We're not out of the woods yet. It looks like (ha! looks like!) bumping the OS from v16 to v18+ will fix networking. Without networking, it has to be done with a USB stick, and the v18 stick doesn't find the OS on the machine, so it can't upgrade. I've bought a 2tb disk to save my files to and I'm taking the evening off.
Another day at the #Jurism chalk face, and we have a last-meter issue. Not figuratively. Literally. After the Linux OS version upgrade, wireless on the laptop refused to connect. Everything checked out to the router IP, but onward connections were dead.
After thinking seriously about crawling under the house to string cable, I tried restarting the router. Everything works now.
I'm now qualified to work on the help desk.
Kind of a ho-hum notice today. Patching is done and I'm ready to run tests of the #Jurism client. After two years out of the loop, the Linux OS on my laptop is well out of date, so I'm doing an upgrade.
The first run of the test suite (after some silly missteps) failed miserably, but only because the final stage of the Linux install hadn't been run, and the OS itself was incomplete.

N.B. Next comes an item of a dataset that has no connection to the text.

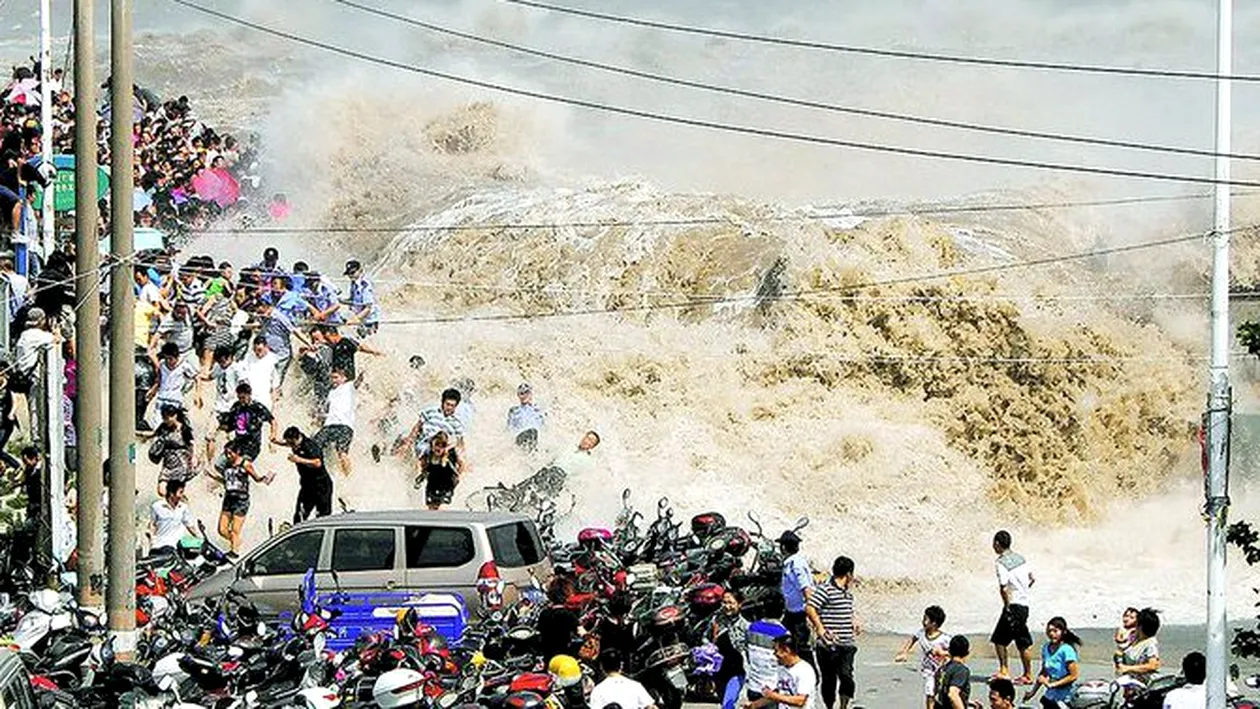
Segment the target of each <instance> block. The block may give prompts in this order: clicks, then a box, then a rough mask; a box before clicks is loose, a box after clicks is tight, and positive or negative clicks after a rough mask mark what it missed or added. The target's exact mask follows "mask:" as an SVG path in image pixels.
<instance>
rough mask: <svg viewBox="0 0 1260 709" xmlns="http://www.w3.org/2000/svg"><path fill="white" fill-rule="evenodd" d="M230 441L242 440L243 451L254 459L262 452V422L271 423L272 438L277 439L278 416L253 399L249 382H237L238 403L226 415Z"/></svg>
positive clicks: (237, 400) (243, 455) (228, 436)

But EVERYTHING WILL BE FINE. It's all under control. Absolutely nothing to worry about.
Schema update is done. After much head-scratching and rummaging about, it emerged that git pull, removing three lines of code, and running the existing #Jurism version of schema-update was all that was needed. Once upon a time I did some good work on this, it seems. Yay.
A bundle of utilities, some touched by Jurism, has been moved to a submodule on #Zotero side. I don't expect serious difficulties, but patches there will need to be generated and applied manually.
There are some interesting issues in the new schema. Taking the rest of the day off, but for this note on the state of play.
On #Zotero side we have a couple of new item types that can just be copied across. Changes in item type mappings to CSL seem unproblematic. What will need closer inspection that I'm too thrashed work on further today is (possible) changes to item fields. #Jurism adds a bunch via a patching mechanism, and any adopted by Zotero needn't be hacked in.